Preface

The purpose of this document is to provide a conceptual introduction to statistical or machine learning (ML) techniques for those that would not normally be exposed to such approaches during their typical required statistical training. Machine learning1 can be described as a form of statistical analysis, often even utilizing well-known and familiar techniques, that has bit of a different focus than traditional analytical practice in applied disciplines. The key notion is that flexible, automatic approaches are used to detect patterns within the data, with a primary focus on making predictions on future data.

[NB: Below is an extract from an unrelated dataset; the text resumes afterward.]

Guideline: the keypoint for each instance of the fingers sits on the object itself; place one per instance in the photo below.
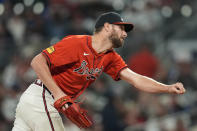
(179, 89)
(64, 107)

If one surveys the number of techniques available in ML without any context, one can easily be overwhelmed in terms of the sheer number of approaches, as well as the various tweaks and variations of them. However, the specifics of the techniques are not as important as more general concepts that would be applicable in most every ML setting, and indeed, many traditional techniques as well. While there will be examples using the R statistical environment and descriptions of a few specific approaches, the focus here is more on ideas than application2 and kept at the conceptual level as much as possible. Note that Python versions of the model examples are available here. In addition, Marcio Mourao has provided additional Python examples.

As for prerequisite knowledge, I will assume a basic familiarity with regression analyses typically presented in applied disciplines. Regarding programming, none is really required to follow most of the content here, but some knowledge of R would be helpful if one wants to do the examples. Note that I won’t do much explaining of the code, as I will be more concerned with getting to a result than clearly detailing the path to it. Armed with even introductory knowledge, if there are parts of R code that are unclear, there are many resources to investigate and discover the details on one’s own, which results in more learning anyway.

The latest version of this document is dated 2019-03-25. It was originally written in March 2013, when there was much more need for it in academia, at least outside of CS and Engineering departments. For all the buzz of machine learning, deep learning, AI, etc., that need still exists, as most applied disciplines still do not teach such techniques as a core part of their training (yet). However, the number of tools and information, within the realm of R and Python especially, has exploded, so you’ll have plenty to keep you occupied. Indeed, I’m not sure how much of the specific techniques and tools demonstrated in this document will be viable in another five years, so be prepared to keep up.

Color coding in text:

  • emphasis
  • package
  • function
  • object/class
  • link

  1. Also referred to as applied statistical learning, statistical engineering, data science or data mining in various academic, professional, and other contexts (correctly or not).

  2. Indeed, there is evidence that with large enough samples many techniques converge to similar performance.